I had the same problem. Download 1.15(WOT told me to try that and try that one and make sure you cable is connected to the OBDII correctly. As I said, I had the same problems. It took a few times but I finally got it all to connect and work. Here is the message they sent to me:
*[email protected]* 17 June 2015 - 02:58 PM

Hello,
Thanks for the follow up. Please try using v1.15 instead of 1.25. It can be found in your download section.
Let me know if you continue to experience issues.

Thanks,
Michael


----------



## gregeshleman (Jan 6, 2011)

1.15 works I can read codes and get info out of the ecm and tcm but 1.15 says to only use when instructed so I did not want to use it until they said so.

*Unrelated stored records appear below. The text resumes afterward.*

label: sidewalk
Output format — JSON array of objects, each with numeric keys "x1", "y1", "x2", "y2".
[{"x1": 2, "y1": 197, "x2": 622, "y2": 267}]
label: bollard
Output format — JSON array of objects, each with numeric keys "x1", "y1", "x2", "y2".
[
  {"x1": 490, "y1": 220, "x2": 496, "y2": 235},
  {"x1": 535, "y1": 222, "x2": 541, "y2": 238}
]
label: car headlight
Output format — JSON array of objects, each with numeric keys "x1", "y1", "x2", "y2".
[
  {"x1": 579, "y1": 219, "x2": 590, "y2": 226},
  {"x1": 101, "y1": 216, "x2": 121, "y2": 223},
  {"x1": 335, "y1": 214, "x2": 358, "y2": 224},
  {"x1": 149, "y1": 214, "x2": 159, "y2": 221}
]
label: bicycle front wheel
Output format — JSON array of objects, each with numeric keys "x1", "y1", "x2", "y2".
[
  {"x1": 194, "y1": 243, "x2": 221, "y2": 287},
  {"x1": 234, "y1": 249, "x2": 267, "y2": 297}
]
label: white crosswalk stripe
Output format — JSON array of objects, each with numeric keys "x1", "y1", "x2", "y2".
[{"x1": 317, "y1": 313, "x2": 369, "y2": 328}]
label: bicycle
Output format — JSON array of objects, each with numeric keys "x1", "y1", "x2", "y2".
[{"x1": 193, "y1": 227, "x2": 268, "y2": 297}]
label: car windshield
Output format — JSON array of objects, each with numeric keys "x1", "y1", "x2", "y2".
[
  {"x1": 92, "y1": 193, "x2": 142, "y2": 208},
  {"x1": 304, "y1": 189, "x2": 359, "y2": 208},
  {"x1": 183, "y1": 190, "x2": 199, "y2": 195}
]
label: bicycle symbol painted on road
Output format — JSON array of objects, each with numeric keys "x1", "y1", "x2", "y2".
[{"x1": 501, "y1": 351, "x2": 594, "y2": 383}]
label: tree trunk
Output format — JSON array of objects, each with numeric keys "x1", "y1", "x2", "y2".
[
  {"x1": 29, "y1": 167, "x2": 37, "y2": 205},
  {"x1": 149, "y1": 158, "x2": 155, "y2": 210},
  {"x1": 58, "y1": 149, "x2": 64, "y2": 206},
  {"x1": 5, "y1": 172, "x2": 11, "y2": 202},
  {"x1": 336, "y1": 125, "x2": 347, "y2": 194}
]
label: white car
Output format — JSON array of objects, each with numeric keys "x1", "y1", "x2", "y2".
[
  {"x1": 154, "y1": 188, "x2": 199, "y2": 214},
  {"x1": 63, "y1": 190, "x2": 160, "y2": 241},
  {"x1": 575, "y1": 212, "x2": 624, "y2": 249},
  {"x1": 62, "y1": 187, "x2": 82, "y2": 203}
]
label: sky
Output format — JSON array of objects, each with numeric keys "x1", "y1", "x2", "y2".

Thanks 

Sent from my SAMSUNG-SM-G900A using Tapatalk


----------



## Patman (May 7, 2011)

gregeshleman said:


> 1.15 works I can read codes and get info out of the ecm and tcm but 1.15 says to only use when instructed so I did not want to use it until they said so. Thanks
> 
> Sent from my SAMSUNG-SM-G900A using Tapatalk


Take it you have been instructed to!!! If you want the tune to install. I thought the same but it worked fine. If you can read codes you are good and can upgrade your tune. Tune on man! The "tune police" will not arrest you if you use it ! LOL


----------



## warplane95 (May 29, 2013)

I also used 1.15 by the recommendation of WOT, but I flashed the cable to support 1.25


----------



## Clausses (Sep 8, 2014)

I haven't gotten the new update yet. Did you notice any difference in performance?


----------



## UlyssesSG (Apr 5, 2011)

Clausses said:


> I haven't gotten the new update yet. Did you notice any difference in performance?

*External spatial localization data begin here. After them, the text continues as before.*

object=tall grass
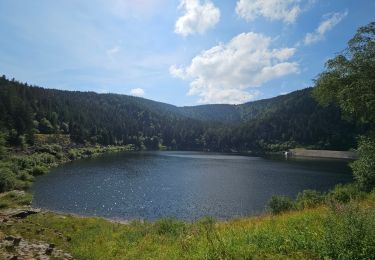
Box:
[2,193,375,259]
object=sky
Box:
[0,0,374,106]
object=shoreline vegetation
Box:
[1,170,374,259]
[1,22,375,258]
[0,142,374,259]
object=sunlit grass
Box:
[2,193,375,259]
[0,191,32,209]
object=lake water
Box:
[32,151,352,221]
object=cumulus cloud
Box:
[170,32,299,104]
[175,0,220,36]
[304,11,348,45]
[236,0,303,24]
[130,88,145,97]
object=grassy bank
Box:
[1,144,375,258]
[1,191,375,259]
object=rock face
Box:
[0,208,41,220]
[0,235,74,259]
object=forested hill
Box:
[0,76,358,151]
[178,89,317,123]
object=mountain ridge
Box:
[0,76,357,151]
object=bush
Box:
[15,180,32,190]
[296,189,325,209]
[328,183,362,203]
[0,131,6,159]
[0,168,16,192]
[154,218,185,236]
[322,204,375,259]
[351,137,375,192]
[29,165,48,176]
[37,144,63,155]
[267,195,295,214]
[68,149,82,160]
[18,172,35,182]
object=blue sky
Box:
[0,0,374,106]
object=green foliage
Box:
[351,136,375,191]
[39,118,54,134]
[0,167,16,192]
[323,203,375,259]
[0,191,32,209]
[11,153,56,171]
[29,165,48,176]
[2,194,375,259]
[0,75,357,152]
[0,131,6,159]
[67,145,134,160]
[328,183,362,203]
[313,22,375,124]
[18,172,35,182]
[312,21,375,193]
[267,195,296,214]
[296,189,325,209]
[154,218,186,236]
[36,144,63,155]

Ditto? What Clausses said.


----------



## Merc6 (Jun 8, 2013)

New update of January 2015 or something completely different? We comparing last years SAT or PAL to the update you just got?


----------



## UlyssesSG (Apr 5, 2011)

Merc6 said:


> New update of January 2015 or something completely different? We comparing last years SAT or PAL to the update you just got?


Ditto? What Merc6 said.


----------